If only philosophers would follow his lead today!5
As shown in his first book, The Structure of Behavior, and this extension of that piece, Merleau-Ponty was a philosopher who was way ahead of his time.

While Husserl was off sputtering abstractly about phenomenology and 'essences', Merleau-Ponty planted himself squarely into the concrete, thick, world of lived experience: this book is a detailed phenomenological description of of attention, memory, space-perception, free will, and other psychological/phenomenological categories. M-P claims that simply by paying attention to this lifeworld, we see that previous philosophical systems have overlooked ineliminable dimensions of what it is like to be a person, and that this oversight has led to radically incomplete philosophical accounts of things like memory, perception, etc..

The book is so rich, original, and nuanced that it is hard to do it justice in a short review here. Not saddling himself with narrow academic techniques or fields, he draws on any resources he can to come to make sense of human experience. He cites not only philosophers such as Heidegger and Sarte, but draws equally heavily upon the Gestalt psychologists and neuroscientists of his day. He discusses phantom limbs, experiments on spatial perception, and psychophysical results from the Gestalt psychologists.

Many ideas that are popular in modern analytic philosophy and psychology can be found in this book: the view that 'sense data' are simply theoretical constructs, the view that attention focuses on objects not abstract spatial locations, and the claim that our original concepts cannot be understood independently of the embodied interactions with the world where we first come to use them.

I fear that Merleau-Ponty's nuanced philosophical psychology will fall through the cracks, being ignored by continental philosophers who focus on other things nowadays, and also by English speaking philosophers who dismiss Merleau-Ponty because he is a continental philosopher.

If you consider yourself a philosopher of mind, epistemologist, or a continental philosopher, please read this book. Twice.

The best phil. of mind book that no Anglophone ever reads.5
Well, not narrowly on the philosophy of mind; that'd be an analytic-biased description (and one that leaves out all the things such people may extraneous and annoying in this book).

The field of philosophy of mind in Anglophone philosophy has all but ignored Merleau-Ponty's work, much to its disadvantage.
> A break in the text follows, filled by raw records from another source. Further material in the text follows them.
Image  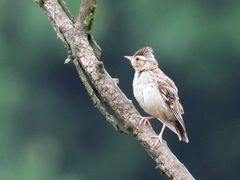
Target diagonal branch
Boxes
[35,0,194,180]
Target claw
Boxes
[151,124,166,148]
[139,116,153,126]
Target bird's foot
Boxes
[151,124,166,148]
[139,116,153,126]
[151,135,163,148]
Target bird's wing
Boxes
[158,75,185,129]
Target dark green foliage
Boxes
[0,0,240,180]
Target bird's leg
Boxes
[152,124,166,148]
[139,116,154,126]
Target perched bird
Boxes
[124,47,188,146]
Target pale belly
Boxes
[133,71,172,121]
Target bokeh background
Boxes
[0,0,240,180]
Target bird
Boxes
[124,47,189,146]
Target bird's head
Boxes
[124,47,158,71]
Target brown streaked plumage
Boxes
[125,47,189,146]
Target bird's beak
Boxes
[124,56,132,61]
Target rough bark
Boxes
[36,0,194,180]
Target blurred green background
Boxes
[0,0,240,180]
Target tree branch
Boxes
[37,0,194,180]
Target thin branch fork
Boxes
[36,0,194,180]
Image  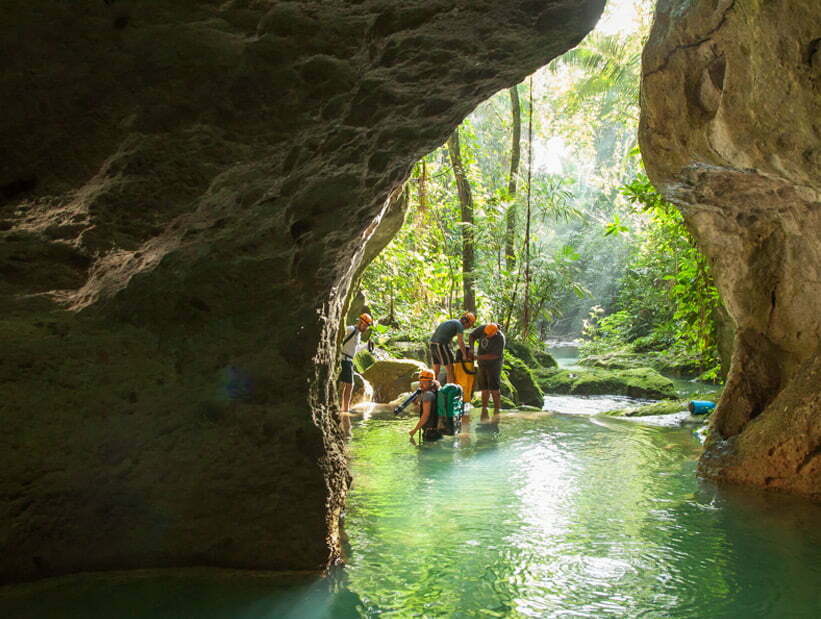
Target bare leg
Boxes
[340,383,353,413]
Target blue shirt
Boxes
[430,318,465,344]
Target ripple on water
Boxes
[346,410,821,617]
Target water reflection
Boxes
[347,415,821,617]
[0,413,821,619]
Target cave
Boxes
[0,0,821,582]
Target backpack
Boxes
[423,383,464,441]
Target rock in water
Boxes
[0,0,604,581]
[639,0,821,497]
[539,368,676,400]
[362,359,426,403]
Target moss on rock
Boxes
[505,340,558,369]
[602,400,692,417]
[362,359,425,402]
[353,350,376,373]
[504,354,544,407]
[539,368,676,399]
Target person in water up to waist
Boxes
[339,314,373,413]
[468,323,505,424]
[430,312,476,383]
[408,370,439,444]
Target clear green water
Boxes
[0,410,821,618]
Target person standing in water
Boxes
[339,314,373,413]
[429,312,476,383]
[468,323,505,425]
[408,370,439,445]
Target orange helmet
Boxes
[461,312,476,326]
[419,370,436,383]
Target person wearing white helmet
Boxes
[339,314,373,413]
[468,322,505,425]
[429,312,476,383]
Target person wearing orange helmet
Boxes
[408,370,439,443]
[468,322,505,425]
[428,312,476,383]
[339,314,373,413]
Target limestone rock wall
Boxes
[640,0,821,498]
[0,0,604,581]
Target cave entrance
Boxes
[346,0,726,422]
[336,2,732,615]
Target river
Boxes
[0,398,821,619]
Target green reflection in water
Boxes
[346,415,821,617]
[0,410,821,619]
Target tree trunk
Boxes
[448,127,476,314]
[522,75,533,340]
[505,85,522,272]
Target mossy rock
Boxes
[601,400,690,417]
[351,372,370,406]
[503,354,544,407]
[386,340,428,363]
[579,350,652,370]
[533,350,559,368]
[539,368,677,400]
[579,348,705,378]
[353,350,376,373]
[470,392,521,415]
[505,340,558,370]
[505,340,541,368]
[362,359,426,402]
Connectionism and dynamic systems theory as applied to the mental are seen as a "new" development, but the Gestalt psychologists and Merleau-Ponty had very much the same ideas long before. And a bunch of other ones, which to Anglophone ears may sound like they're from that other planet which lies across the Channel, but which deserve to be taken seriously.

Warning: this book is HARD to read, all the more so because of cultural differences between analytic and continental philosophers. The translation is also not very good; if you can read French, go for the original. It helps to read other work ABOUT Merleau-Ponty; M.C. Dillon's "Merleau-Ponty's Ontology" is the best book I've found in this regard.
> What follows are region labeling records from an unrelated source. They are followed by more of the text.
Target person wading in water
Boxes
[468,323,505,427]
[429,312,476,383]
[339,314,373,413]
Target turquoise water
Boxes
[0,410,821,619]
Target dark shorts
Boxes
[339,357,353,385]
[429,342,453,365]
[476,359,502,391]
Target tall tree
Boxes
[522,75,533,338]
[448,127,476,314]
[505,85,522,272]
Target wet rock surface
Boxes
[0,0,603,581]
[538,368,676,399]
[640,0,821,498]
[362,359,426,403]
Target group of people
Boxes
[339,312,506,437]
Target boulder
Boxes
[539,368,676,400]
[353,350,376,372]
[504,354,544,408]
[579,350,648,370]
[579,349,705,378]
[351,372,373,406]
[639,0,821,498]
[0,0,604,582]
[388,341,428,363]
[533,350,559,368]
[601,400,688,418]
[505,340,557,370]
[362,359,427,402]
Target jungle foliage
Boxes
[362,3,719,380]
Also, I think it's better to first read the following two things before tackling the book: (a) M-P's "The Primacy of Perception" (the lecture, collected in the book of the same name) for a shorter summary of his goals with the book; (b) the first chapter (and maybe the second, too) of his first book The Structure of Behavior, which discusses in great detail Merleau-Ponty's understanding of Gestalt Psychology (M-P actually refers the reader to this material repeatedly in the first few chapters of the Phenomenology of Perception).